児童相談所の職員がメンタル不調で倒れるケースが相次いでいる。児童相談所の元職員で、現在は親子支援のNPOを運営する宮口智恵さんは「メンタル不調による休職者を抱える児童相談所は3割で全産業平均の約5倍。離職率も高く、このままでは子どもを虐待から守る児童相談所が崩壊してしまうと懸念している」という――。
メンタル不調で休職する人が多い職場
――いま児童相談所にはどんな課題があるのでしょうか。
【宮口】私が児童相談所に勤めていたのは15年前ですが、当時から業務の過酷さで心を病む職員が続出していました。
「令和2年度子ども・子育て支援推進調査研究事業 児童相談所職員のメンタルヘルスに関する調査」によると、回答のあった全国165カ所のうち50カ所ではメンタルヘルスの不調で1カ月以上休業している人がいました。これは30.3%に上り、全産業の平均(6.7%)の5倍に近くになります。さらにそのまま退職してしまう割合も7.8%(全産業平均は6.8%)でした。
国は児童虐待相談対応件数の増加を受けて、児童福祉司と児童心理士を合わせて約2000人を増やす計画です。
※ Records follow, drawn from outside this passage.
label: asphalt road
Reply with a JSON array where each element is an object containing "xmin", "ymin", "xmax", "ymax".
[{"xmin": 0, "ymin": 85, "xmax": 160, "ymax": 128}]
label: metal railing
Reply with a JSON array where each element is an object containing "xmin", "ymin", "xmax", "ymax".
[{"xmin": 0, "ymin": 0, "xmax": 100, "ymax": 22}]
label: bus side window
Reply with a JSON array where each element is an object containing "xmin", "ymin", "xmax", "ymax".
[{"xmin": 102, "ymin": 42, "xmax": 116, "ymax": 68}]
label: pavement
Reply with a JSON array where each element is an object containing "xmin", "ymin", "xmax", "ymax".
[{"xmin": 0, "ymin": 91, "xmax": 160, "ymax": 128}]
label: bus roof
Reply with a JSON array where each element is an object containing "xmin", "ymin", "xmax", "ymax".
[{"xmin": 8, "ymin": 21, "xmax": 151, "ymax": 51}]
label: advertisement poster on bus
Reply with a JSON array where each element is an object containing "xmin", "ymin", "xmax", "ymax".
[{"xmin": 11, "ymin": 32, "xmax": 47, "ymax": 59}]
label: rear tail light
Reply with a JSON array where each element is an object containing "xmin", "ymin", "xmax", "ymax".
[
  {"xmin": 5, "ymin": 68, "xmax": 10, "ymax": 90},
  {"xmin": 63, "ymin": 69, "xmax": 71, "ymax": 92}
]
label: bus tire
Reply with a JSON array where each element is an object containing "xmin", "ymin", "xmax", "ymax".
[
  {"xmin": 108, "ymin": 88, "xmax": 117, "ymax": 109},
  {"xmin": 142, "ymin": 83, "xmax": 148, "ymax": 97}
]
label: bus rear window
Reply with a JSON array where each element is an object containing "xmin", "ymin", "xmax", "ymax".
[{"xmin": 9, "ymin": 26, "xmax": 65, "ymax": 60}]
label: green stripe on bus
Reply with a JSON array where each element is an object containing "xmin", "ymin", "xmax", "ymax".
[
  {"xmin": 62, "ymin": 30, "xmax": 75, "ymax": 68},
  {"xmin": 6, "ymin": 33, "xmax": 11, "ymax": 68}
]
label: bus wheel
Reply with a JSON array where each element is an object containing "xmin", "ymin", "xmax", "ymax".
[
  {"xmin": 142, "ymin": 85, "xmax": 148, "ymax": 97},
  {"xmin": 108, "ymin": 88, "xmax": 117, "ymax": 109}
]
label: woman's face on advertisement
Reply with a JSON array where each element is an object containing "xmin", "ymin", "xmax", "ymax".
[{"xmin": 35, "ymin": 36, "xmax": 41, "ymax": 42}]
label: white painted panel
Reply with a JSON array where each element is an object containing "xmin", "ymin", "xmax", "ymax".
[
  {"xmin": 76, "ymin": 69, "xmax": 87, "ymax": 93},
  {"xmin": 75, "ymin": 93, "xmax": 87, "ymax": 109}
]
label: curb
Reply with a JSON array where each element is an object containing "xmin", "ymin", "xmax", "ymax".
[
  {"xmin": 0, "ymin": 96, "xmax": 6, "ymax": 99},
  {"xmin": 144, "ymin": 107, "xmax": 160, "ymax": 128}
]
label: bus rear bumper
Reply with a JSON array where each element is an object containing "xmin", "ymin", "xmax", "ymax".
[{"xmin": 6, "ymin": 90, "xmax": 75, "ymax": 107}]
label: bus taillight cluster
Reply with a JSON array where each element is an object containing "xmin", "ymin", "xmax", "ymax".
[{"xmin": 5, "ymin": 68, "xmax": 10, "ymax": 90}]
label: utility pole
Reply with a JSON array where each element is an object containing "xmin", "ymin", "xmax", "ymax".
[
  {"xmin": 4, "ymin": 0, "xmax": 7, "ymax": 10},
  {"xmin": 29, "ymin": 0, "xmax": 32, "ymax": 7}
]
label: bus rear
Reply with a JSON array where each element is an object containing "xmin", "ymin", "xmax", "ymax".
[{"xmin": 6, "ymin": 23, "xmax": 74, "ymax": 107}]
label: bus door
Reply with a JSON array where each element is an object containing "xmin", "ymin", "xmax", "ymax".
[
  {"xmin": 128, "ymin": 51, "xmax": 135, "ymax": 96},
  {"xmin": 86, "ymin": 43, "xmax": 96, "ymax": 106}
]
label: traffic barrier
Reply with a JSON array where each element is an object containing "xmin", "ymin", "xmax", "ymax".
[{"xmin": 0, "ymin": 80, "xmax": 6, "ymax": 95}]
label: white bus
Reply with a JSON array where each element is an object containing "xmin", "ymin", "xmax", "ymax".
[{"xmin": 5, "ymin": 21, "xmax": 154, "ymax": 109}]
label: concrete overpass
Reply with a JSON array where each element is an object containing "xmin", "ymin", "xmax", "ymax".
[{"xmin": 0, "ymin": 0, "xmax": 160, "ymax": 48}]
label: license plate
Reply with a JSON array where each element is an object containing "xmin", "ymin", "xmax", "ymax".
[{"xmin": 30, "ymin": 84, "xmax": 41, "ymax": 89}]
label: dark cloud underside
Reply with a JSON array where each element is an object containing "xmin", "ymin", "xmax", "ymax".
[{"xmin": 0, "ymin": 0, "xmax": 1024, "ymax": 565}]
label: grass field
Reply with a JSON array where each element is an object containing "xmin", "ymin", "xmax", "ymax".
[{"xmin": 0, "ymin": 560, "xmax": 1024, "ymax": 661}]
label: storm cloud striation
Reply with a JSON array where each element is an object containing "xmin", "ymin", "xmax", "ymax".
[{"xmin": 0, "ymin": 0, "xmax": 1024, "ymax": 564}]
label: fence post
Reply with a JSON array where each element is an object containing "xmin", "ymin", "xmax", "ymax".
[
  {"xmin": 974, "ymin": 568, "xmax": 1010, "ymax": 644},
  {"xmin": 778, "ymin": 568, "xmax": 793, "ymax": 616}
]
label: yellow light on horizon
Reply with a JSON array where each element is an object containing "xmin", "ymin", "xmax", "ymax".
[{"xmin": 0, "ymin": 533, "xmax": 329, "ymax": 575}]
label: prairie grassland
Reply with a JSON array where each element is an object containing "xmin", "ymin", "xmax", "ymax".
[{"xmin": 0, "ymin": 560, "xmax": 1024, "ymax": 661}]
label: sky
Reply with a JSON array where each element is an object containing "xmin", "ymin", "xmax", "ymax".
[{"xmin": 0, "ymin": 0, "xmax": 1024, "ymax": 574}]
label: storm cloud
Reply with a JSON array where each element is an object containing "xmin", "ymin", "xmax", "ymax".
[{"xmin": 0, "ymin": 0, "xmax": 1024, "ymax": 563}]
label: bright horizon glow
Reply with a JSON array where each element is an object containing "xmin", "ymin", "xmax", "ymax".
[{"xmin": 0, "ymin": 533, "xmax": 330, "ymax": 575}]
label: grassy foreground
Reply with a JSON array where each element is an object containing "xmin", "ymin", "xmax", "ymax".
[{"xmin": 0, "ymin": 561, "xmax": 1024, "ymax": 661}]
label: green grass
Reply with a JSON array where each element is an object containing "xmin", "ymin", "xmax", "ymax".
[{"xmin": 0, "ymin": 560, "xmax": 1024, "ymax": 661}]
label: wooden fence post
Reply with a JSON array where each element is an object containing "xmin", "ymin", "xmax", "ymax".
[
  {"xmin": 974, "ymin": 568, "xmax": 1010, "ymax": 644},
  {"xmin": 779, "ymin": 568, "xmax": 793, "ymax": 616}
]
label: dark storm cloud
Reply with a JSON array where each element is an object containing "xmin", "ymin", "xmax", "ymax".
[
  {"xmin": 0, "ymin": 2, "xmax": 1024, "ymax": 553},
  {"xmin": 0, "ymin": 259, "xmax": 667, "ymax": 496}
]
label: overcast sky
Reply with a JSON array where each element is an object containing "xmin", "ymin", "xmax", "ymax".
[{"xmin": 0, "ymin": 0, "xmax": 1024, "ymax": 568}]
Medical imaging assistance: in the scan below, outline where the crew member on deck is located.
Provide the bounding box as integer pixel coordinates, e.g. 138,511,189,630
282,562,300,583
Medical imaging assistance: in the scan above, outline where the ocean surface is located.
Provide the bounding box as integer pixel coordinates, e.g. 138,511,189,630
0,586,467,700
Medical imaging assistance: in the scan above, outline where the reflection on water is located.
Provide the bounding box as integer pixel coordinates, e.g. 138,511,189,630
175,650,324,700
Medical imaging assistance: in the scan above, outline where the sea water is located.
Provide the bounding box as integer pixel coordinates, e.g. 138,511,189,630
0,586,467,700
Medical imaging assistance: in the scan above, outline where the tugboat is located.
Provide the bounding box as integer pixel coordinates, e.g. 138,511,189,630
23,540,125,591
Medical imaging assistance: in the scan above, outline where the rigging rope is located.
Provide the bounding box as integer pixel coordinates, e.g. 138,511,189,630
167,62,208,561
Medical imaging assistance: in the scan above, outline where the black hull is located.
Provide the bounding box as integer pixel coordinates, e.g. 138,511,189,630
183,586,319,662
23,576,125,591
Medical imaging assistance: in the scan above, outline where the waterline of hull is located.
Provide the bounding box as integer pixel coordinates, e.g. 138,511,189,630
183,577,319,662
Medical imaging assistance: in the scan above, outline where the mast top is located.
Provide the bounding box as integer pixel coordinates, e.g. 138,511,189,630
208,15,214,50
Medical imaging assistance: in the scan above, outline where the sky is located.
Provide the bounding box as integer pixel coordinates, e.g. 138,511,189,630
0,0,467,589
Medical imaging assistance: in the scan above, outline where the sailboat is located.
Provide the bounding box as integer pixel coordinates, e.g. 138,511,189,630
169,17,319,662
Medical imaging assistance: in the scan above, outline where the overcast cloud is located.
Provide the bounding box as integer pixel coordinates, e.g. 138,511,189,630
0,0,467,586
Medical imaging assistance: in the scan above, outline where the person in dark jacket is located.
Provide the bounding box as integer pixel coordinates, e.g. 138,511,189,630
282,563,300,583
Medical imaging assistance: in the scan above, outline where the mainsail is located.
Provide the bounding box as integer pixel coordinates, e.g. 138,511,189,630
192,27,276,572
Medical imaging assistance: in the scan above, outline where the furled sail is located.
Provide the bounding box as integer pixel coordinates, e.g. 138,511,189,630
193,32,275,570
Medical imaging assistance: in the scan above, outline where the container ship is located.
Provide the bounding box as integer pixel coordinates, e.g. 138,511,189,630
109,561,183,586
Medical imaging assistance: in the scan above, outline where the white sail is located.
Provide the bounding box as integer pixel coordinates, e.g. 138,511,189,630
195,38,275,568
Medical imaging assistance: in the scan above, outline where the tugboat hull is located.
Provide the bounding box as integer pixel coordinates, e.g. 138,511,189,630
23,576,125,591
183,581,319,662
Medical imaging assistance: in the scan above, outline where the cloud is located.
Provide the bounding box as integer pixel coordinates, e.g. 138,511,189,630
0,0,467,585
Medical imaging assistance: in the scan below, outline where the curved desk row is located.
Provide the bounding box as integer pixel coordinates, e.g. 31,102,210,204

しかし、次々と職員がメンタル不調に陥るような状況で、果たして担い手はいるのか。このままでは虐待から子どもの命を守る児童相談所が崩壊してしまうのではないかと強い危機感を抱いています。
――なぜメンタル不調に陥る職員が多いのでしょうか。
【宮口】相談対応件数が増加して、職員に過重な業務負担がかかっていることがありますが担当職員がつらいのは、保護者、子ども、関係機関からの怒りや攻撃の矛先になること、そして社会からのバッシングです。
児童相談所では、子どもが危険な状態に置かれていると思うケースは強い権限を持って「一時保護」を行います。その中で子どもを取られた親御さんから激しい怒りをぶつけられたり、脅されたりします。もちろん、児相への怒りも示しますが、つらいのは担当者への個人攻撃です。
「どうなるか覚えておけ」「あなたが私を追い詰めた。私が死んでもいいのですね」と保護者から脅された職員も少なくありません。